Ou: o Brasil que os livros oficiais ignoram!

Por João Barcellos

Os dados oficiais da História Luso-Brasileira, no que às primeiras décadas do Séc. 16 diz respeito, nada esclarecem sobre a presença dos pré-colonizadores, aqueles degredados lusos e castelhanos, a par de alguns náufragos, que constituíram autênticos impérios na zona costeira, como O Bacharel de Cananéia, e na zona da mata e também litorânea, o Carumuru, na Bahia, ou como João Ramalho, no Planalto paulista. E quando, por exemplo, fala sobre Martim Afonso de Sousa o faz como se a expedição por ele comandada tivesse tido algum êxito...

No caso do nobre Martim Afonso de Sousa, a expedição tinha como alvo a "Sierra de la Prata" ou o "território do imperador branco", na realidade, o "eldorado" que os castelhanos encontraram e dizimaram no Peru. O alvo da expedição marítima portuguesa era subir a rota fluvial do Piabyu, pelo Rio Paraguay, enfrentar os ferozes nativos Charrua e, com ajuda do nativos Carijó, a partir da sua Koty (ou Acutia, como identificou Hans Staden em seu livro de memórias) na região de Laguna, alcançar as riquezas do "eldorado" que estavam na fala de todos os povos da floresta.

Ao contrário do que afirmam alguns historiadores oficiais, a expedição de Martim Afonso de Sousa não foi encarregada de colonizar (povoar estava fora de questão: a "Ilha Brasil" já era povoada!...) a costa entre Cananéia (São Paulo) e Laguna (Santa Catarina), sim, de alcançar o "eldorado" pela rota fluvial do Piabyu. Não o conseguindo, aquele nobre retornou a Portugal. Pouco tempo depois, segundo rezam os documentos e os relatos de Sólis (português naturalizado castelhano) sobre sua própria expedição, o castelhano Pizarro encontrou o caminho e alcançou o Peru. A partir desse instante, a famosíssima Rota do Piabyu, percorrida por rio ou por terra e que ligava as diversas aldeias denominadas Koty (ponto-de-encontro) pelos Carijó, como verificaram os germânicos Hans Staden e Ulrich Schmidel, deixou de ter interesse. Só no Séc. 17 a Rota do Piabyu retornou ao cotidiano dos aventureiros quando as Bandeiras organizadas por Raposo Tavares e Fernão Dias Paes (sobrinho) o assumiram para bloquear o "império jesuítico" que os padres queriam construir no Paraguay.
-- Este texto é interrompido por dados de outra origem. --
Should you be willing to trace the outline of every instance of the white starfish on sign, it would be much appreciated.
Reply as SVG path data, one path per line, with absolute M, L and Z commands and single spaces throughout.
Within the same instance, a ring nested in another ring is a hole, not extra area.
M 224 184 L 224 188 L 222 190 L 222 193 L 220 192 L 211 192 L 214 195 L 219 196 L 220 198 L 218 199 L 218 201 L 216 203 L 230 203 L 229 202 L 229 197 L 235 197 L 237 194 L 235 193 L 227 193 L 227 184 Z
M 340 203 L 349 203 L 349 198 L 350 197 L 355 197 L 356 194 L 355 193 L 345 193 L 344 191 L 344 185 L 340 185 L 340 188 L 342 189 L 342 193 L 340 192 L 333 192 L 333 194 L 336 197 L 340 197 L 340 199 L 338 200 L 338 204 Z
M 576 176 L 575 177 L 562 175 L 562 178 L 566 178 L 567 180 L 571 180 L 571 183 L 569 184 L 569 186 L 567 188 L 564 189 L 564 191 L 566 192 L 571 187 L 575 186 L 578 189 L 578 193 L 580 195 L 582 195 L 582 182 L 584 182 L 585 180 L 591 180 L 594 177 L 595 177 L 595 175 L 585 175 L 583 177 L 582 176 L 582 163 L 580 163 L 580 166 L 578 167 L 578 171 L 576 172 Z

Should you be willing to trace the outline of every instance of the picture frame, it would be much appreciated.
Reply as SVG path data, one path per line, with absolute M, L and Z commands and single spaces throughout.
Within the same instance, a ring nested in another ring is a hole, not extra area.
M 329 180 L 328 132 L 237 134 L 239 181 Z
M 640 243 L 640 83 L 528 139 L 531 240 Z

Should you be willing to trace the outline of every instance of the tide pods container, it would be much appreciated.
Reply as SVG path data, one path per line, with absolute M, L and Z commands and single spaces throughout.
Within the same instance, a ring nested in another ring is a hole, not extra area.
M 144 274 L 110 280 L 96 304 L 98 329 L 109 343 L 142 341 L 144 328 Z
Os primeiros colonos europeus foram degredados que, inserindo-se no cotidiano das nações dos povos da floresta, transformaram-se em senhores de terras, madeiras (pau-brasil) e de escravos, com relevância muito particular para O Bacharel de Cananéia. E, mesmo depois, em pleno "ciclo bandeirista", o cerco, genocídio e escravidão dos povos da floresta gerou, na figura do Bandeirante, a imagem cruel da mais pura desumanidade. Esquecida a Rota do Piabyu, na qual Portugal perdeu o "eldorado", o "ciclo bandeirista" tratou de faiscar e minar na busca do ouro. Um dos povos que mais sofreu foi o Carijó, praticamente dizimado em meados do Séc. 17, e a Língua Tupi-Guarani, que levou a mesma sorte através da brutal catequização católica.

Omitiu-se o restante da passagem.